- Several high-profile investors in Theranos lost more than $600 million, the Wall Street Journal reported Friday.
- The founders of Walmart and Education Secretary Betsy DeVos were among those to lose more than $100 million.
- The start-up's valuation tanked after an investigation by the Journal revealed Theranos was unable to develop the commercially-ready portable blood analyzer it promised investors.
Documents unsealed in a lawsuit brought against Theranos reveal a number of the high profile investors who had a stake in the nearly worthless start-up: The Waltons, founders of Walmart, with $150 million; Rupert Murdoch, with $125 million; and the DeVos family, including Education Secretary Betsy DeVos, with $100 million. The investments were made between 2013 and 2015, according to the Journal.

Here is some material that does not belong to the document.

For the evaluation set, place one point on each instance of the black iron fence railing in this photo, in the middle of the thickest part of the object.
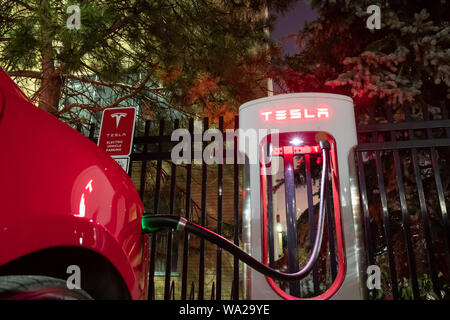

While Theranos is fighting the lawsuit brought by banker Robert Colman, the company's founder Elizabeth Holmes is laying off the remaining Theranos workforce. She wrote in an April 10 email to shareholders that the company may be liquidated by August, according to the WSJ.
Holmes settled fraud allegations made by the Securities and Exchange Commission in March, agreeing to pay a $500,000 fine, give back a large portion of her Theranos shares and be barred from acting as a public company's officer or director for a decade.
The start-up made it appear as if Theranos has successfully developed a commercially-ready portable blood analyzer. In reality, the technology could only perform a small number of tests advertised.
The company had about 800 employees as recently as 2015. An investigation by The Wall Street Journal exposed Theranos' efforts to mislead investors and the public about its technology. The most recent layoff brought the head count of the failing company down to two dozen or less.